Setting up SQL to use an external IP can give you flexability to access a database without opening up a VPN tunnel or full fledged RDP session. This is particularly useful for low bandwidth clients that have a poor internet connection or are being charged for bandwidth used.
This will open up ports in your firewall. You will want to take precautionary steps to be sure that you are not making your network and/or server vulnerable to attack. I will show you a few ways you can protect yourself when using this method.
Let's get started
First, I'm going to check to make sure that my SQL settings will allow remote connections.
Open SQL Server Management Studio. Right click on the server and select Properties. This will show you the IP your SQL Server is using.
Open SQL Server Configuration Manager. Expand the SQL Server 2005 Network Configuration menu and highlight the "Protocols for MSSQLSERVER". Make sure that TCP/IP is enabled.
Right click on the "TCP/IP" and select Properties.
Click on the "IP Addresses" Tab.
You should see 3 different entries: IP1, IP2, and IPAll. Usually IP1 will be your external IP, IP2 will be your internal IP.
You can specify the external IP here. I have chosen the IP 220.127.116.11 (not a real IP) I will use the IP in later steps.
You can also specify the port that will be used. I will use the default port of 1433 for this example.
*TIP: Use a custom port to help with security. Make sure to use the same port here and in the later firewall steps.
Next, open the Surface Area Configuration and click on MSSQLSERVER, expand the Database Engine, and click on Remote Connections. Make sure that the "Local and remote connections" option is selected. In the submenu, you can select either "Using TCP/IP only" or "Using both TCP/IP and named pipes"

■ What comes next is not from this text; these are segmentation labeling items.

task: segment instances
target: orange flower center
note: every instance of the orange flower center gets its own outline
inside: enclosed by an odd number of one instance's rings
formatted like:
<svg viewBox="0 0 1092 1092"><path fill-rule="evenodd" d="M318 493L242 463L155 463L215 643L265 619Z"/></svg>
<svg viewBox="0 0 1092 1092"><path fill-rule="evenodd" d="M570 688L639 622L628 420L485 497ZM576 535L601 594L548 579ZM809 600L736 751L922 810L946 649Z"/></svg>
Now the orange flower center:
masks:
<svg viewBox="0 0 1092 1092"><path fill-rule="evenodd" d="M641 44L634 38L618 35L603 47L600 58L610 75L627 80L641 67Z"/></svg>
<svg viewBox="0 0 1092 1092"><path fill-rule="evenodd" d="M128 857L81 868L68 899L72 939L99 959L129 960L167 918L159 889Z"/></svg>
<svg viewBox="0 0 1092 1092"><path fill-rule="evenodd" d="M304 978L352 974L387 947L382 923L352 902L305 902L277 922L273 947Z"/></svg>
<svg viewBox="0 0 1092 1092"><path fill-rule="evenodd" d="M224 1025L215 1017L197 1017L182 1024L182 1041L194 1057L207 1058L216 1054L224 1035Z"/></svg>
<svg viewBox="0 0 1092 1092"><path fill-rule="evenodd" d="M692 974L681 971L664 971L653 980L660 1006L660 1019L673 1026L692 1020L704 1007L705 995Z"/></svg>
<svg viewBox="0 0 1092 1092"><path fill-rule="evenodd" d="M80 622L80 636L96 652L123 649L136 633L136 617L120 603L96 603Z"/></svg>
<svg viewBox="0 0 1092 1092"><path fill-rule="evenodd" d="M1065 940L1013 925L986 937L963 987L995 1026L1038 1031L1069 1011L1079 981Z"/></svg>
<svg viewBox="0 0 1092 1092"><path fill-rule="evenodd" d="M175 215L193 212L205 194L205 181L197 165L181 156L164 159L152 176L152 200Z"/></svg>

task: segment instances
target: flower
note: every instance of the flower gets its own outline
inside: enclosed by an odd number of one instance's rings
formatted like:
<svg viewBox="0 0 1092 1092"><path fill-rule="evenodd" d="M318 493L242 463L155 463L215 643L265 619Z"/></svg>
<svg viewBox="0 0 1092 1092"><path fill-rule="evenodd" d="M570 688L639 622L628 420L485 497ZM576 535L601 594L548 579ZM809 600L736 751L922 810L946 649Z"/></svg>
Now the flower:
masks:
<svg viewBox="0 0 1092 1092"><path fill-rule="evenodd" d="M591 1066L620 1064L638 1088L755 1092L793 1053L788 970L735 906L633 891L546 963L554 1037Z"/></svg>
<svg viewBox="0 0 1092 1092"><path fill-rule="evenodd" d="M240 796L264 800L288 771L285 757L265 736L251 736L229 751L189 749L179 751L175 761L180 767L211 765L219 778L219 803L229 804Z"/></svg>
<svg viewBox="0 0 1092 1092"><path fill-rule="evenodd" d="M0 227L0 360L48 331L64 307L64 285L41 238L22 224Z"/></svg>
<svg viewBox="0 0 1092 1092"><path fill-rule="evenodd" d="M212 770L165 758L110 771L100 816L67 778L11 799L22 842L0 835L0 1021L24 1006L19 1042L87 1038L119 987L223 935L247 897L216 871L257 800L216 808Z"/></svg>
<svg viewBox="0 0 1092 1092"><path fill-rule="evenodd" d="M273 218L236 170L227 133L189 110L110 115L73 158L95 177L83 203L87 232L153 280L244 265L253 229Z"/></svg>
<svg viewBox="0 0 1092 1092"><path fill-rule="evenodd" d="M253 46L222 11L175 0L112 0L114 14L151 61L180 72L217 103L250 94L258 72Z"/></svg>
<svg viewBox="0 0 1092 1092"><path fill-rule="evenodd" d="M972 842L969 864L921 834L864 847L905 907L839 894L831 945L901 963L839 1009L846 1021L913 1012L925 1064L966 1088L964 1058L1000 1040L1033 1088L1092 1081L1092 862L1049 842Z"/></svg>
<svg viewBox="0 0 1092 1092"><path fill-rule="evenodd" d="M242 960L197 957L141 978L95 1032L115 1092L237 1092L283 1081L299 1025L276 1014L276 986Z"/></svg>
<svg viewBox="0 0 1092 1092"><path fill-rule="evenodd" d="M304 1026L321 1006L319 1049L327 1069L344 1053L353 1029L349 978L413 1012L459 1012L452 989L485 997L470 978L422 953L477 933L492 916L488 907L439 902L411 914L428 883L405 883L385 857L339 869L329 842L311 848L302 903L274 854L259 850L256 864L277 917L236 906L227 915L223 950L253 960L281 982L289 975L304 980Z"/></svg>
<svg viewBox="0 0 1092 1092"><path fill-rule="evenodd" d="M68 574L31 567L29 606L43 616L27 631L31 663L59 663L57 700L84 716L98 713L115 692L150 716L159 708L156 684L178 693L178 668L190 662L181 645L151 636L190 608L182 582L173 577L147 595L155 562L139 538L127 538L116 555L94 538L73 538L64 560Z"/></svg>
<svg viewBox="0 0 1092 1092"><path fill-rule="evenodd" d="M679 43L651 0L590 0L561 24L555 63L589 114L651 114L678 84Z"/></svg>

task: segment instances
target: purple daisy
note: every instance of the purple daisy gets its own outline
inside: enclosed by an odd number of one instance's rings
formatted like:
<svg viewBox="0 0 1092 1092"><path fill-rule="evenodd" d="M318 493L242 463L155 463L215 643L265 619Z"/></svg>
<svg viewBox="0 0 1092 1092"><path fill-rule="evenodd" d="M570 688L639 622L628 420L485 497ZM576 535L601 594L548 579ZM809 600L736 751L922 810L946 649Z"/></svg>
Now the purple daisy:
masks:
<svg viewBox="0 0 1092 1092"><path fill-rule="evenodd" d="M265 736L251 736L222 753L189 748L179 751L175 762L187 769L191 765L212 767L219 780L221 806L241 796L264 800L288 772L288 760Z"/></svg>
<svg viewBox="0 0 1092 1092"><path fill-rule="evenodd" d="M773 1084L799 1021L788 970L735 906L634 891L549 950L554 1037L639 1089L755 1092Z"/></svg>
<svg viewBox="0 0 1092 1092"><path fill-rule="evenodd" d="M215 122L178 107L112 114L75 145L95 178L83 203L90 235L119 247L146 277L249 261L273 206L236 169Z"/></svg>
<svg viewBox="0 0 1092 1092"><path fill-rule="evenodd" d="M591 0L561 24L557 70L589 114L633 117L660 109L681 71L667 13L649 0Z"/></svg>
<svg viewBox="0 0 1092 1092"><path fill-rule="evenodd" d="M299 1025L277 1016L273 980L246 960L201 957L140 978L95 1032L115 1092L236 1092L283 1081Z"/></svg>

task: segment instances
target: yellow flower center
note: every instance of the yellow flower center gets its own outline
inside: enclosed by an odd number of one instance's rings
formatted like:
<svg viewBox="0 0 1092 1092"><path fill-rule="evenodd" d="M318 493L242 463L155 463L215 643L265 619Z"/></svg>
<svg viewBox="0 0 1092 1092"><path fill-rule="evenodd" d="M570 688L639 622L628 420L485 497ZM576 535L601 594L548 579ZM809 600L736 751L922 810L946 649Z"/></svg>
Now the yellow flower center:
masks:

Now an important step that is often overlooked and can be the source of much confusion.
Open the Services by going to Start-> All Programs -> Administrative Tools -> Services
Make sure that SQL Server and SQL Browser services are started and are set to start automatically. Even if all the settings are correct, if the Browser service is not started, it will fail.
Now I need to configure my firewall to allow the connection. I am using a Netgear FVX358.
Click on "Security" and then on "Services"
I will add a service and name it "Real Data Plus". I will make it a TCP type and since I only want to open one port, I will make the "Starting Port" and "Ending Port" the same, the default 1433. If you used a custom port in the SQL settings, you will need to use the same custom port here.
Now, I navigate to the "Firewall" menu, still under the "Security" settings.
Click on the "LAN WAN Rules" tab. Under the "Outbound policy" add a new entry. Be sure to name it the same as the Rule in the above step, in my case "Real Data Plus". Enter the internal address you want the traffic to be redirected to and the external ip the traffic will be coming from.
*TIP: For added security, specify the IP address or range that the traffic will be coming from. The firewall will block all others.
To test to make sure a connection can be made through the external IP open a command prompt and type the following command without the quotes: "sqlcmd -S 18.104.22.168,1433 -U sa" (Of course, use your own IP and port number) You will prompted for a password. Once you enter it, if you get the 1> prompt, you have successfully been connected. Type "EXIT". If you do not get this prompt, you are not able to be connected so something is not opened properly.
To test the port forwarding through the firewall, I used the website http://yougetsignal.com/tools/open-ports
I entered the external address of 22.214.171.124 and the port 1433 and it came back to tell me that my port is opened or closed. This is useful, as then you know if it is a SQL problem or a firewall problem.
If all goes well, you will now be able to set up your ODBC using the external IP and port. Happy databasing!